Sempre que se fala em seguro, a primeira coisa que vem à mente das pessoas é o seguro para o carro. Outros tipos de proteção, como o seguro de vida, o residencial e o seguro para micro, pequenas e médias empresas acabam ficando em segundo plano. Isso quando o pensamento e a intenção existem.

“Ainda não temos a cultura do seguro embrenhada no mindset do consumidor e, talvez, a educação formal necessária que o leve a entender a importância do produto como ferramenta de planejamento financeiro”, afirma Richard Freitas, sócio-diretor da protect.

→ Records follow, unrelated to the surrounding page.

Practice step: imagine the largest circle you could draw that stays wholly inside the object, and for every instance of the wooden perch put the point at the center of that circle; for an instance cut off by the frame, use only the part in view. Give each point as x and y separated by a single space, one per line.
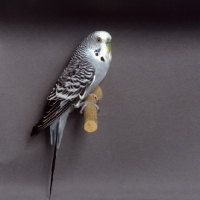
90 111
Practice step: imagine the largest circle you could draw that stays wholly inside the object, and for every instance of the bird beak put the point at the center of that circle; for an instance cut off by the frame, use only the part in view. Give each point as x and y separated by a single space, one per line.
108 44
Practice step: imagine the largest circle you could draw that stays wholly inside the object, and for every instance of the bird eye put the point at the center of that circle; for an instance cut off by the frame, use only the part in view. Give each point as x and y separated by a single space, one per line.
99 39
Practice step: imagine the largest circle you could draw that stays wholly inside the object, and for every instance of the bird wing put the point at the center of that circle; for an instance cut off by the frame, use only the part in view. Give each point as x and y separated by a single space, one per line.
69 88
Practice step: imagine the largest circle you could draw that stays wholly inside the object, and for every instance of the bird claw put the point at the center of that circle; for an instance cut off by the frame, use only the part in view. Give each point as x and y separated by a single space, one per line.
95 96
86 103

Uma parcela da culpa é atribuída pelo executivo às próprias seguradoras e corretores ao não explicarem para o cliente, de forma simples e objetiva, os benefícios do produto, como a simplicidade de entendê-lo e contratá-lo e sua compatibilidade com a renda e as necessidades de cada pessoa. Apesar da tentativa de algumas seguradoras, que buscam melhorar suas páginas na internet com o objetivo de explicar os produtos que comercializam, Freitas ainda não vê uma ação consistente para facilitar a vida do consumidor, seja para entender os seguros e contratá-los ou acionar a companhia em caso de sinistro. Para ele, ao mesmo tempo em que o “segurês” continua sendo praxe no mercado, os corretores também deveriam entender melhor as necessidades dos clientes e explicar os benefícios de cada produto, até para deixarem de ser refém da venda do seguro automóvel e saúde, que hoje estão entre os mais procurados pelos clientes.

Proteção do patrimônio

Nenhum imóvel está salvo de incêndio, explosão, danos elétricos, desmoronamento e até mesmo das intempéries da natureza. Ainda assim, só 14,5% das residências brasileiras estão seguradas, indica a Federação Nacional de Seguros Gerais (FenSeg).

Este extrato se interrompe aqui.